IT Security While Traveling
Traveling abroad presents additional risks related to the theft of devices and data. Connecting from unfamiliar locations and networks imposes a new threat landscape from what you traditionally are exposed to. Please consider where you are traveling, what devices you are taking, and what data you have access to through those devices during your trip. The Information Security Office has provided guidelines for employees who work while traveling in order to best protect the institution.
-
Identify risk advisories for your destinations by viewing the Travel Advisories posted by the U.S. Department of State and familiarize yourself with Secure Workspace Practices prior to departure.
-
Remove sensitive data from the devices you are bringing with you. Limit the number of devices and amount of data you travel with to reduce the risk of exposure. Use temporary devices if possible, such as a University loaner device or disposable pre-paid devices as opposed to regular personal or work devices.
-
Limit the number of devices and amount of data you are traveling with. Remove sensitive data from the devices you are bringing with you. Sensitive data should not be stored on a local device; opt for storing in a secure OneDrive/SharePoint site instead.
-
Configure encryption on your devices. The IT Service Desk can assist with University owned devices. For personal laptops, consider BitLocker for Windows or FileVault for Mac. Some foreign countries restrict the use of imported encryption software, so please research the software import laws of your destination country.
-
Prepare multi-factor authentication for as many services as possible.
-
For Ohio University, you can enable multi-factor authentication for all eligible services to provide the most protection to your account. (Under "Enable Multi-Factor Authentication for", select "All eligible services” and click save.)
-
Set up Multi-factor Authentication for non-OU and personal services like banking, social networks, and email as well.
-
Set up VDI for working remotely. We strongly encourage individuals working while traveling to use VDI in Lieu of VPN.
-
Configure Ohio University's Campus VPN.
-
Request a temporary account (travel service account) to use while traveling. This reduces risk as your regular email account can be configured to forward to this service account for the duration of your stay, therefore you will not have to access using your direct account.
-
Make sure your devices’ operating system and software are up to date.
-
Ensure anti-virus is installed and enabled.
-
Have a current back up of your devices.
-
Use strong passwords. Avoid dictionary words and add special characters. For cell phones, use alpha numeric or a passphrase instead of PIN entry.
-
Turn on "Find My Device" services and similar remote wiping services if available for your device.
- Keep your devices in sight at all times.
- Be cautious when connecting to public Wi-Fi. Use cellular data when possible but be mindful of roaming charges.
- Disable services like Bluetooth and Wi-Fi on your device when not in use.
- Use multi-factor authentication and a VDI when accessing information online.
- Avoid public computers, such as in internet cafes.

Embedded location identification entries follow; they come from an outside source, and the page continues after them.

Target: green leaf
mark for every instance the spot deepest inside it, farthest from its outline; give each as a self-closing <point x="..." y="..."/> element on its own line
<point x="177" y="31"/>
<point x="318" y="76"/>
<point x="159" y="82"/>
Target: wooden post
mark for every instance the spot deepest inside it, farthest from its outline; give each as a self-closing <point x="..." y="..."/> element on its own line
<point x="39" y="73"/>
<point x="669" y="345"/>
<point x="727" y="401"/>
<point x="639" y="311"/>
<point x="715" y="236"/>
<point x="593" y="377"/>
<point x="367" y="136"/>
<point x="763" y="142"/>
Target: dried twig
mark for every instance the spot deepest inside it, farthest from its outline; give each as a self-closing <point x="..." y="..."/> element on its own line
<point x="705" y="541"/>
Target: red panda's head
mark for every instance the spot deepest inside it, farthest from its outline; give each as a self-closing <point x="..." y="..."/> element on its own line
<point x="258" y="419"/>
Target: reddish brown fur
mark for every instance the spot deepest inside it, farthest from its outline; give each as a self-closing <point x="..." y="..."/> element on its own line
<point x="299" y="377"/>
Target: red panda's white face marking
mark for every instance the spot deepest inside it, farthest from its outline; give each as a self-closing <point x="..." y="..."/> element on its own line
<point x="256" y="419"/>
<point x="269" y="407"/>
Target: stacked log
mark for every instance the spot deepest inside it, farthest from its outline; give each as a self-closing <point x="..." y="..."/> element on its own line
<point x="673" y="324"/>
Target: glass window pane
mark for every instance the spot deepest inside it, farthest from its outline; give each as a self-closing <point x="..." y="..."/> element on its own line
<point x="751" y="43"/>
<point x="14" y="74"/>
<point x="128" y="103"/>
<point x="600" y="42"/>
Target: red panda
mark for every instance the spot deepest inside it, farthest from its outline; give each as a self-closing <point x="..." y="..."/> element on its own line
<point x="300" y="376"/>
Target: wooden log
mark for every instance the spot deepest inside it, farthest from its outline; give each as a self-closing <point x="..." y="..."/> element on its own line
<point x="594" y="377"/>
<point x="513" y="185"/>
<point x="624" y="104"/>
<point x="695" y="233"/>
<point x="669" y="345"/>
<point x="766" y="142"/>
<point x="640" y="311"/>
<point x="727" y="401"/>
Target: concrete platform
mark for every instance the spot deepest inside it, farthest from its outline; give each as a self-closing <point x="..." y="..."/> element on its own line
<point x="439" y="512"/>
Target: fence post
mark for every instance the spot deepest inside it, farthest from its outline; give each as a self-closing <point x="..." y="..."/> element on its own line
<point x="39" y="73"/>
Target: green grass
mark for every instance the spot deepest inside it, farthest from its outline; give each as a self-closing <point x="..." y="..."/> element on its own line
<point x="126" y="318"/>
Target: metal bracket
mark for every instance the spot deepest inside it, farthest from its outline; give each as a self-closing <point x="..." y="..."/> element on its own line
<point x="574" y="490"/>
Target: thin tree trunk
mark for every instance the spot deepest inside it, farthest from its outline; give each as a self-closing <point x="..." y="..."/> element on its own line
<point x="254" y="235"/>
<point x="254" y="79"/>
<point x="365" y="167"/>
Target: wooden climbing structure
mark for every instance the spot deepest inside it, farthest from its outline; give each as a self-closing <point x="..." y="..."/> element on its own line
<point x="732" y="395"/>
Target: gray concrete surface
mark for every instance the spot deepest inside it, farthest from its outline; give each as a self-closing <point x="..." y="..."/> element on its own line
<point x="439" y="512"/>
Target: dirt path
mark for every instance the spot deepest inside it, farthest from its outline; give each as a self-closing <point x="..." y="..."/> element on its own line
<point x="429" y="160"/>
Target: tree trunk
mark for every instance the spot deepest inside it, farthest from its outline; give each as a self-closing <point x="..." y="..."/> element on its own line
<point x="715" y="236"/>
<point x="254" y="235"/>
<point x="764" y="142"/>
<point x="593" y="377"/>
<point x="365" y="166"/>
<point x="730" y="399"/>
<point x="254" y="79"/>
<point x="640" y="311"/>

- Clear your internet browser after each use. (Delete history files, caches, cookies, etc.)
- If any of your devices are stolen, report it immediately to the local US Embassy or Consulate. If it was an Ohio University device or held Ohio University data, contact the Ohio University Information Security Office (security@ohio.edu or 740-566-7233) in addition to the local US Embassy or Consulate.
- Change your passwords for any credentials you used when traveling.
- Return any loaner devices.
- If you used a temporary travel account, ensure that the forwarding has been removed.
- Run an anti-virus scan on your devices.